Judge issues more prison sentences in LSP case


Staff report

CLEVELAND

Several defendants who pleaded guilty in the LSP gang-conspiracy case recently have been sent to prison by U.S. District Court Judge Donald C. Nugent.

Drawing the longest prison term was Richard Ivy, who got seven years. The others going to federal prison are Wayne Kerns, 61 months; Ryan Davis, 46 months; Van Lightning, 35 months; and Tyrell Oliver and James Neail, 33 months each.

All will be on supervised release for three years after prison.

In sentencing Neail on Thursday, Judge Nugent agreed to recommend to the U.S. Bureau of Prisons that he be housed in the Federal Correctional Institution at Elkton, which is in Columbiana County.

These defendants are among 23 named in a 42-count indictment in March 2011 for their reported involvement with the LSP gang.

LSP stands for LaClede, Sherwood, Parkview and Princeton avenues in the Idora Neighborhood on Youngstown’s South Side, where the gang was active between 2003 and 2011, the U.S. attorney said.

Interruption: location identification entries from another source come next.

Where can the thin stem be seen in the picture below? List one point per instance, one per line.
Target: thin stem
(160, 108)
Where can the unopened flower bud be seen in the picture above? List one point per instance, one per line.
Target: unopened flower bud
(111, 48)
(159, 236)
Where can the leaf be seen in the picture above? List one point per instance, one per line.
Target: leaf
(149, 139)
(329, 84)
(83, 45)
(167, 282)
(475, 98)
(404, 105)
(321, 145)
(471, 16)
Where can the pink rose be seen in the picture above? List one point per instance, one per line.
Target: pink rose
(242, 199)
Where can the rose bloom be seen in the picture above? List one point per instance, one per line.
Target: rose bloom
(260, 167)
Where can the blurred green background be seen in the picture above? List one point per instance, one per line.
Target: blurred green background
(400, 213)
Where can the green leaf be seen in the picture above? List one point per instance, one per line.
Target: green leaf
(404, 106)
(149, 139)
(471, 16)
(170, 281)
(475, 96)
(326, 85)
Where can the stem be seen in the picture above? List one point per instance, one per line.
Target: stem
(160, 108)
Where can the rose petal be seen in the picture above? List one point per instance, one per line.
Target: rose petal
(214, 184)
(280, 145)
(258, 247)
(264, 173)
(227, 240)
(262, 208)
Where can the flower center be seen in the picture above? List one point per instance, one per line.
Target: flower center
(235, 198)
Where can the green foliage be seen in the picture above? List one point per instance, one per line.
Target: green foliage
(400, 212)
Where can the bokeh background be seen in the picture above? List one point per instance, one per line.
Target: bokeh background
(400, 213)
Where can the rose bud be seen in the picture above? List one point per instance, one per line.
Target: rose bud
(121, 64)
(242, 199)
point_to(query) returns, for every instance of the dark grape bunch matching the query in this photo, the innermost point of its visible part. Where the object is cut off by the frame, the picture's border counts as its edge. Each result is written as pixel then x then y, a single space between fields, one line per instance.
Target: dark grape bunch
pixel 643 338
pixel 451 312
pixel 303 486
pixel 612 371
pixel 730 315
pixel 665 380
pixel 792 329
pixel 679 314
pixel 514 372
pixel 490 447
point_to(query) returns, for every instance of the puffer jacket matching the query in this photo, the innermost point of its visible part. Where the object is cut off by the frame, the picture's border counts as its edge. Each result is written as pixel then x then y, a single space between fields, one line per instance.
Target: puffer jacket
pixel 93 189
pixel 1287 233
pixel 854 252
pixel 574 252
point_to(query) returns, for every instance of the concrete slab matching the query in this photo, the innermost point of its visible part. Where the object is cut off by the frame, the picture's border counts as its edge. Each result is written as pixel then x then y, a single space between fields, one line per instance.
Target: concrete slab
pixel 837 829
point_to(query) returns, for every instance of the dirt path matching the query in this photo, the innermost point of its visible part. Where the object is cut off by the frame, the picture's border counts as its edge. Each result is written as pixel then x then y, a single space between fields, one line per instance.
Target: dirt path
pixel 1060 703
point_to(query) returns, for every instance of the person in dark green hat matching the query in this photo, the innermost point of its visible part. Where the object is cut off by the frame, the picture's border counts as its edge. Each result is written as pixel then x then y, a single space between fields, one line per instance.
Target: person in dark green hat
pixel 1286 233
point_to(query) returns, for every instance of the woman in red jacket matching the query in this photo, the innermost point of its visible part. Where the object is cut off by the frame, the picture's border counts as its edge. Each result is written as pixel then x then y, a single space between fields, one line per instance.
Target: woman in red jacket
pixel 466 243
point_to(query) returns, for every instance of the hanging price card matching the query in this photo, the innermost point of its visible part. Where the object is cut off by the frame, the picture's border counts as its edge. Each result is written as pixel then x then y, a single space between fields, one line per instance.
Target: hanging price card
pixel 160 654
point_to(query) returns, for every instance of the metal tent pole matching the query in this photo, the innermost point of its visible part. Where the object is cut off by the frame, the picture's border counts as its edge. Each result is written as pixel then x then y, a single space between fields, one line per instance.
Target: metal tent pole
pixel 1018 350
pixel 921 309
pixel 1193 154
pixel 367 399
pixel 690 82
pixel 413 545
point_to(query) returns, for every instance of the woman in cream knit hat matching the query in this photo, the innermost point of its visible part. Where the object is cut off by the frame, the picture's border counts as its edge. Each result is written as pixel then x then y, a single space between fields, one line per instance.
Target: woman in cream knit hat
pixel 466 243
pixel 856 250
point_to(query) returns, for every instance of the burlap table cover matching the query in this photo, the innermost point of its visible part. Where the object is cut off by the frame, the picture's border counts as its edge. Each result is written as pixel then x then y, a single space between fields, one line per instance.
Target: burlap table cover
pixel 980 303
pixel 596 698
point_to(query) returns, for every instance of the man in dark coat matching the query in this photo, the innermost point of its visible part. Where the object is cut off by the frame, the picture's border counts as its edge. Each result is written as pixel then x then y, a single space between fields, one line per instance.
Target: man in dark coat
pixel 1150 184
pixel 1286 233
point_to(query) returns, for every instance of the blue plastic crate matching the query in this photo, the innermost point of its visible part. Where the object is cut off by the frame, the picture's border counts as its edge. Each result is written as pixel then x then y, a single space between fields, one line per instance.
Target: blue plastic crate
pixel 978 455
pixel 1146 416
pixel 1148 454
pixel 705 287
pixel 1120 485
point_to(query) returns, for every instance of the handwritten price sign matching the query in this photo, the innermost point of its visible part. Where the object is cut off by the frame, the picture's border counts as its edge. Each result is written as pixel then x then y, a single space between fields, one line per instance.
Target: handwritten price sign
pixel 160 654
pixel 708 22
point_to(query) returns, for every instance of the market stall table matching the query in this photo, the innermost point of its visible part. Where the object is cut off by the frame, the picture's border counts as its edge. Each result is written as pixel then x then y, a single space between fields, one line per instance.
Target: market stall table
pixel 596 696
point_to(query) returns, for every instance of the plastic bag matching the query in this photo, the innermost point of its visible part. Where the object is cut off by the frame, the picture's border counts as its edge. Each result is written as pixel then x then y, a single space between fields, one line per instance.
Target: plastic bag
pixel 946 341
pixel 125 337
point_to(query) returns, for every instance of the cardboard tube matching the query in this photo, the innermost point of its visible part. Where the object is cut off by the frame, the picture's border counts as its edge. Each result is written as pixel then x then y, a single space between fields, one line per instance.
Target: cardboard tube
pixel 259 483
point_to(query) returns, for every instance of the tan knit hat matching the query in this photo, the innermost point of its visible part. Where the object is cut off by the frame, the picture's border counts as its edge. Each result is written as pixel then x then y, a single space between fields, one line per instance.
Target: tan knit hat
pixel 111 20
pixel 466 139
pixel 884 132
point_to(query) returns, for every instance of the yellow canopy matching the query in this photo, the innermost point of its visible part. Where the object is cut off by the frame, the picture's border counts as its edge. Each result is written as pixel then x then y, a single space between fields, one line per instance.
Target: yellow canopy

The LSP gang used violence, including attempted murder, to control territory and sell heroin, cocaine and other drugs, prosecutors said.

Four Youngstown men, who were convicted of conspiracy to commit racketeering in a three-week federal jury trial in June in the LSP case, are facing prison terms of 14 or more years when they are sentenced at 9 a.m. Sept. 28.

They are Daquann Hackett and Derrick Johnson, both 22, who the U.S. attorney said were gang leaders, and Terrence Machen and Edward Campbell, both 21.